From the facts of the case to the consequences of the settlement, there's so much that hasn't been investigated

Ezra Levant - February 26, 2007

The real cost of the $10.5-million payout to Maher Arar isn't the money, it's the demoralization of Canada's police and security services, and the wild encouragement given to any accused terrorist to wage legal and political war against Canada. A quick visit to Arar's vanity website shows a half-dozen smiling faces of his lawyers, no doubt eager to make the money and publicity of a dozen more such claims.

How ironic that our western legal system, with its checks and balances designed to protect our liberal freedoms, has become the favourite instrument of illiberal attackers of the West. The Western Standard itself has been a victim of that abuse: In 2006, after we published a story about the Danish cartoons of Mohammed, a radical Calgary imam used Alberta's human rights law to attack us. One year and thousands of dollars in legal fees later, we're still fending off that contortion of our justice system, while the Saudi-trained imam's case is funded by Canadian taxpayers. His concept of "human rights" is alien to our Canadian values, but that doesn't stop him from using a legal shield as a sword against his enemies. Unlike the federal government, we won't cave in to political pressure.
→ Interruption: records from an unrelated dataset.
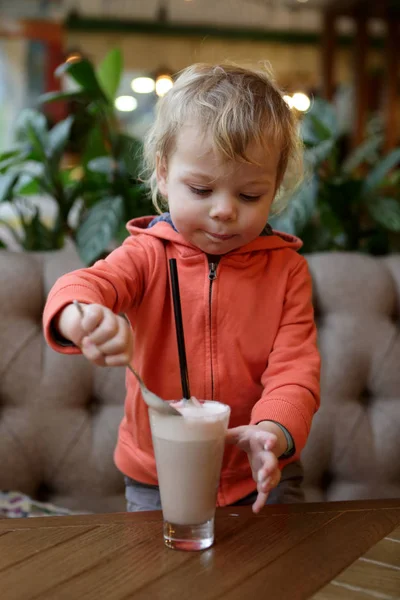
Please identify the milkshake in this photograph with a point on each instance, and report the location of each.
(188, 454)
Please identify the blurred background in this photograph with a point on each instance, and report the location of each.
(89, 67)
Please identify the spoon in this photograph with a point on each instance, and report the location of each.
(149, 397)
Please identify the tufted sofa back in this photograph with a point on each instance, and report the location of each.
(59, 415)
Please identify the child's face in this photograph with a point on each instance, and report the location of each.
(215, 204)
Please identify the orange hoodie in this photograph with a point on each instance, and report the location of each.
(249, 333)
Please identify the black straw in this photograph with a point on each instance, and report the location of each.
(179, 328)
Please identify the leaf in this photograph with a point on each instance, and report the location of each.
(317, 154)
(31, 126)
(130, 151)
(366, 152)
(27, 186)
(109, 73)
(39, 237)
(13, 231)
(58, 139)
(57, 96)
(95, 145)
(7, 183)
(14, 156)
(102, 164)
(377, 175)
(386, 212)
(83, 73)
(99, 228)
(300, 209)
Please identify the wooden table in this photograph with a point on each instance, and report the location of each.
(286, 552)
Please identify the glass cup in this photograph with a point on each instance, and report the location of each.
(188, 454)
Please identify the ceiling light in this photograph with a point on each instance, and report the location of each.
(289, 100)
(125, 103)
(74, 57)
(163, 84)
(143, 85)
(301, 102)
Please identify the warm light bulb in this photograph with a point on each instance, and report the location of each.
(143, 85)
(289, 100)
(301, 102)
(125, 103)
(163, 84)
(74, 57)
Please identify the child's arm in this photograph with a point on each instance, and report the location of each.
(114, 284)
(291, 380)
(291, 390)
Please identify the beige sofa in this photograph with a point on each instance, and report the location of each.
(59, 415)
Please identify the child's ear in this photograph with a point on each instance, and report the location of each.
(162, 175)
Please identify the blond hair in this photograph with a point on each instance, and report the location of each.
(238, 106)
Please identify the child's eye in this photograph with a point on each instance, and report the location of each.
(250, 198)
(199, 191)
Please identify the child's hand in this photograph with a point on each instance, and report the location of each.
(105, 338)
(259, 446)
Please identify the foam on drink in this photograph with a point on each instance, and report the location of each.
(189, 454)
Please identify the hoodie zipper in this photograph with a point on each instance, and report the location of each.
(212, 276)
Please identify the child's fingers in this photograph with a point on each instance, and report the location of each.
(106, 330)
(117, 360)
(91, 352)
(92, 318)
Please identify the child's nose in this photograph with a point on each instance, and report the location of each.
(224, 208)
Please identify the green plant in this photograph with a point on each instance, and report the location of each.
(347, 203)
(95, 197)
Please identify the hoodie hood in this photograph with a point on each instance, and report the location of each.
(165, 231)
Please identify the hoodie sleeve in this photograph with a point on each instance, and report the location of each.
(291, 393)
(117, 282)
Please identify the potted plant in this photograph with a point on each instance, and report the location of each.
(95, 196)
(348, 203)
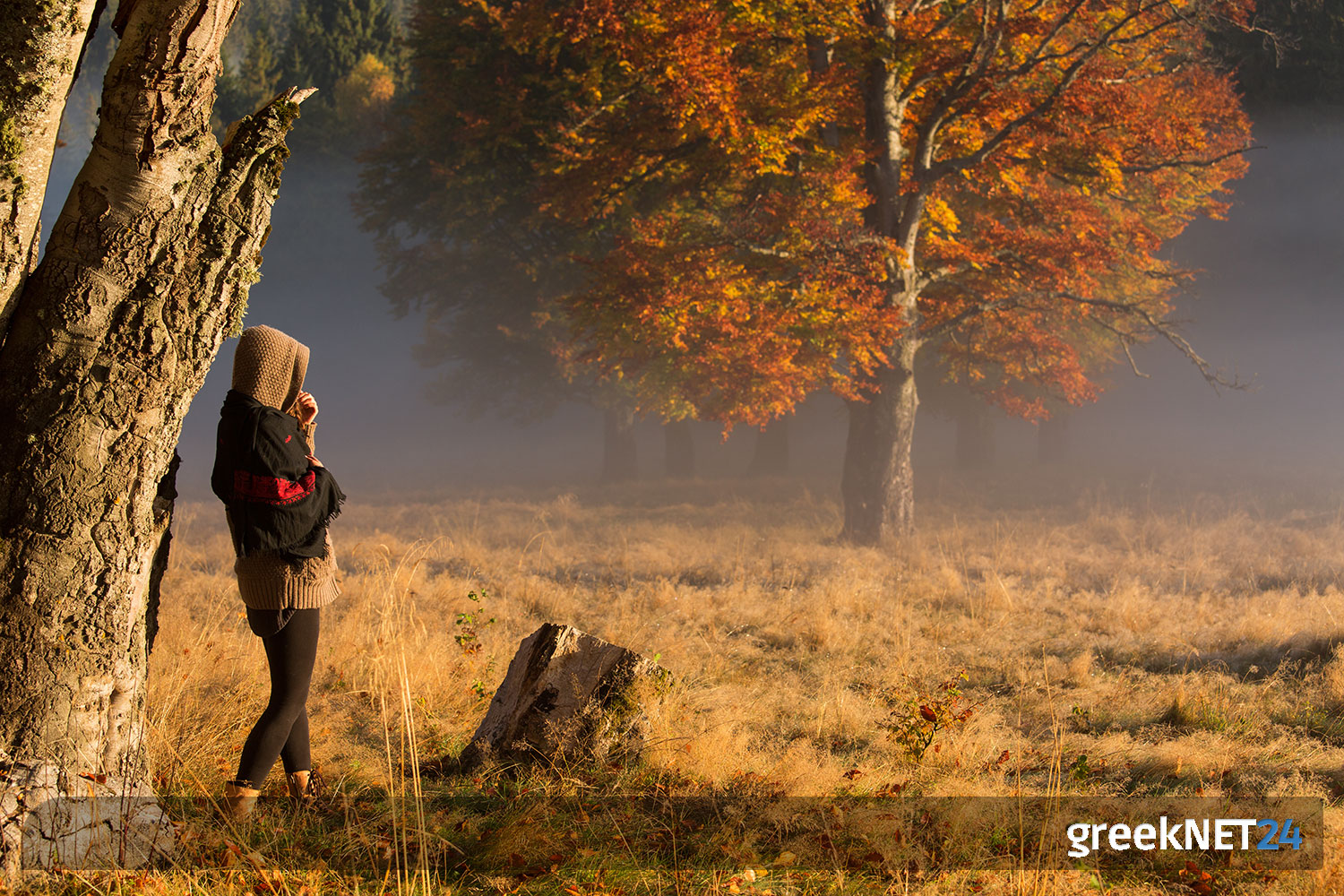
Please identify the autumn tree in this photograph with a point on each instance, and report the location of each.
(107, 341)
(449, 196)
(1024, 166)
(765, 199)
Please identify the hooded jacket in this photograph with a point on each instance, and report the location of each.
(277, 504)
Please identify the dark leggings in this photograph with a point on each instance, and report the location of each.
(282, 728)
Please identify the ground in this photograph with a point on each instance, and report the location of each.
(1142, 637)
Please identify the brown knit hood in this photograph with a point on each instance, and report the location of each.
(269, 366)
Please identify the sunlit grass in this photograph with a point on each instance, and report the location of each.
(1110, 645)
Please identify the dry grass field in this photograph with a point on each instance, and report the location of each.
(1137, 638)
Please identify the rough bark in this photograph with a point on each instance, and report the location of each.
(975, 437)
(48, 818)
(677, 449)
(145, 273)
(771, 455)
(878, 479)
(40, 43)
(620, 461)
(566, 696)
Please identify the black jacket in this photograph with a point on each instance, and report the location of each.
(276, 500)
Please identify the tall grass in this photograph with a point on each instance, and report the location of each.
(1113, 645)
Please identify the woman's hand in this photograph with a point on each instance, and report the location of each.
(306, 408)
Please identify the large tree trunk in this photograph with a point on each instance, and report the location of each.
(40, 43)
(878, 479)
(620, 461)
(145, 273)
(878, 484)
(677, 449)
(771, 455)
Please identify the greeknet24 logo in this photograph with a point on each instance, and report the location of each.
(1185, 834)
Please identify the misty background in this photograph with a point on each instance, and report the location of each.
(1268, 309)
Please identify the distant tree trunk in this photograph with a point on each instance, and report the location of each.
(771, 449)
(975, 437)
(145, 273)
(40, 43)
(1053, 438)
(878, 479)
(677, 449)
(618, 454)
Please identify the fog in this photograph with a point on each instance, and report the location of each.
(1266, 311)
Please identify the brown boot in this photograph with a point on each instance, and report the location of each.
(239, 799)
(304, 788)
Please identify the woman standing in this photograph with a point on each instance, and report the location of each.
(279, 500)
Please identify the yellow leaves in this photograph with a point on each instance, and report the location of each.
(363, 94)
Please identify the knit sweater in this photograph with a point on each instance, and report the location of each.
(269, 367)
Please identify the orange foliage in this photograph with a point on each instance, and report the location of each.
(733, 257)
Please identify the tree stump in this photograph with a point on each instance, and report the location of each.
(90, 821)
(567, 696)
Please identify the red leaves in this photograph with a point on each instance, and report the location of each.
(733, 257)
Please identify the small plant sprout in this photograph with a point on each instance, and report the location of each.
(470, 624)
(916, 718)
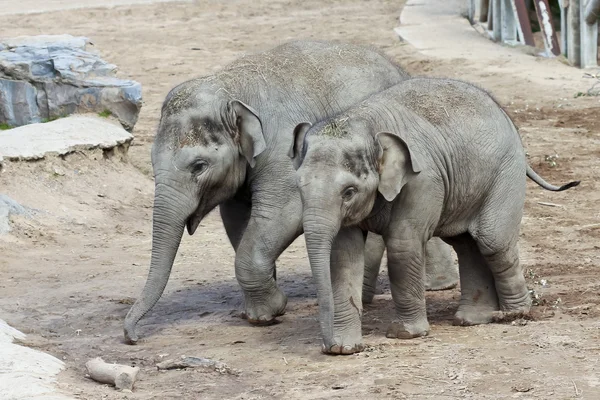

Of course, Canada's media was gaga for Arar; the CBC should get a cut of the payout. Hyper-skeptical when reporting the spin from government or corporate press secretaries, the mainstream media became stenographers for Arar's PR machine. Not just stenographers--cheerleaders, actually. For in Arar they saw a weapon to demonize the police, the military and the war on terror. They painted Arar as an unalloyed victim of racial profiling and police excess, conveniently ignoring facts about his visits with other terrorist suspects, his unusual international travel, and even his purchase of a gun--something that would normally condemn a man in the eyes of the press. Of course they didn't question his tale of torture. And, as Kevin Steel's outstanding story on page 34 demonstrates, neither did the multimillion-dollar Arar Commission. You'd think it might have come up.

What will happen now? The Arars will retire on whatever part of their fortune is left after his lawyers take their cut; Arar's wife, Monia Mazigh, has turned her crusade into a permanent political campaign, even running for office as an NDP candidate. Arar will no doubt do the speaking circuit, telling tales of his suffering--not so much at the hands of his coreligionists in Syria as at the hands of Canada, the country that welcomed his family and secured his freedom. Just don't expect there to be a question-and-answer session after Arar's speeches--he didn't take the stand in the commission, and he's not likely to risk answering some of the prickly questions that we write about here.

Regrettably, the most important facts about Arar likely will remain confidential for security reasons. How frustrating it must be to be an RCMP officer or diplomat, knowing the secret dossier on Arar, but unable to disclose it, either for reasons of security or a political gag order. We don't know those details either--but we know there is enough on the public record to conclude that there is more to Maher Arar than the media darling the mainstream press have manufactured.